Random Forest Regression (Predict numbers)

Example: Predict house price.

from sklearn.ensemble import RandomForestRegressor
from sklearn.model_selection import train_test_split
from sklearn.metrics import mean_squared_error
import numpy as np

# Dummy dataset
X = np.array([
    [500, 1],
    [700, 2],
    [1000, 3],
    [1200, 3],
    [1500, 4],
    [1800, 4],
])

y = np.array([20, 30, 50, 55, 70, 80])  # prices in lakhs

# Split
X_train, X_test, y_train, y_test = train_test_split(
    X, y, test_size=0.3, random_state=42
)

# Model
model = RandomForestRegressor(n_estimators=100, random_state=42)
model.fit(X_train, y_train)

# Predict
y_pred = model.predict(X_test)

print("Actual:", y_test)
print("Predicted:", y_pred)
print("MSE:", mean_squared_error(y_test, y_pred))
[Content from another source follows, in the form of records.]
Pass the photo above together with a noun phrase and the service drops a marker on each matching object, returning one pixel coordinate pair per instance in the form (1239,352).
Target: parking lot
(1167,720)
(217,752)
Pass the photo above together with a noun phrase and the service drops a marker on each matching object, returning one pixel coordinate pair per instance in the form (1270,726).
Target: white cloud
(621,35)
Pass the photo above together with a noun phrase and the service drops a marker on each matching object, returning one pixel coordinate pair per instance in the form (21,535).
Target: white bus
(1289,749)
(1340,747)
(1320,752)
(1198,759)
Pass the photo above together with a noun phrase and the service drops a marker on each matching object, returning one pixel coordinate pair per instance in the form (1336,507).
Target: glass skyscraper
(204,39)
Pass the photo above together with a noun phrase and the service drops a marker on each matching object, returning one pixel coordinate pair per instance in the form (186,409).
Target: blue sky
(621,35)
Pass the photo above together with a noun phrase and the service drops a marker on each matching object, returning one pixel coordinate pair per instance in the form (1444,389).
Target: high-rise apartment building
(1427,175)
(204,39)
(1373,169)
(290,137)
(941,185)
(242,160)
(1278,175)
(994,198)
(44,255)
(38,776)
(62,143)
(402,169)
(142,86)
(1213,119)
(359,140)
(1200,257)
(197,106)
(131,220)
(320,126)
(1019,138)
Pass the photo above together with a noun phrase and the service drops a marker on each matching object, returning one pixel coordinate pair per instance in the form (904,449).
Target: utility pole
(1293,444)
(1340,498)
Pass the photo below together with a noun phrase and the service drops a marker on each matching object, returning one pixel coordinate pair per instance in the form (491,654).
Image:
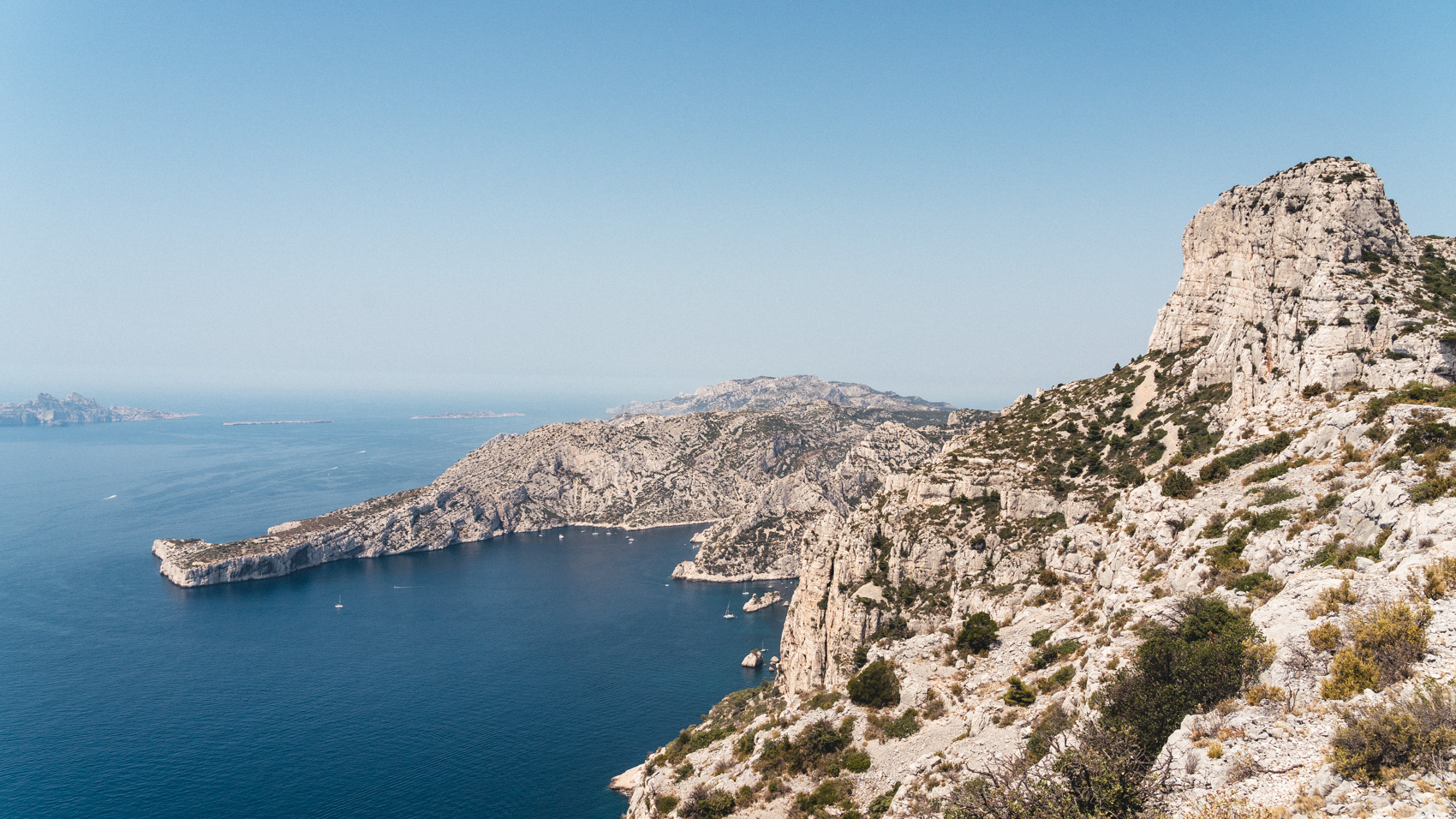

Advantages of Random Forest

✔ Works well with small as well as large datasets
✔ Handles missing values
✔ Reduces overfitting
✔ Gives high accuracy
✔ Works for both classification and regression

Disadvantages

Takes more time if trees are many
Harder to visualize compared to a single decision tree

Summary

  • Random Forest is a group of many decision trees.
  • Each tree sees random rows + random columns.
  • Final prediction = majority vote or average.
  • It gives stable and accurate results.
  • Works for both classification and regression.
  • Random Forest Algorithm: Random Forest creates multiple decision trees and uses voting to improve accuracy, stability, and reduce overfitting in predictions.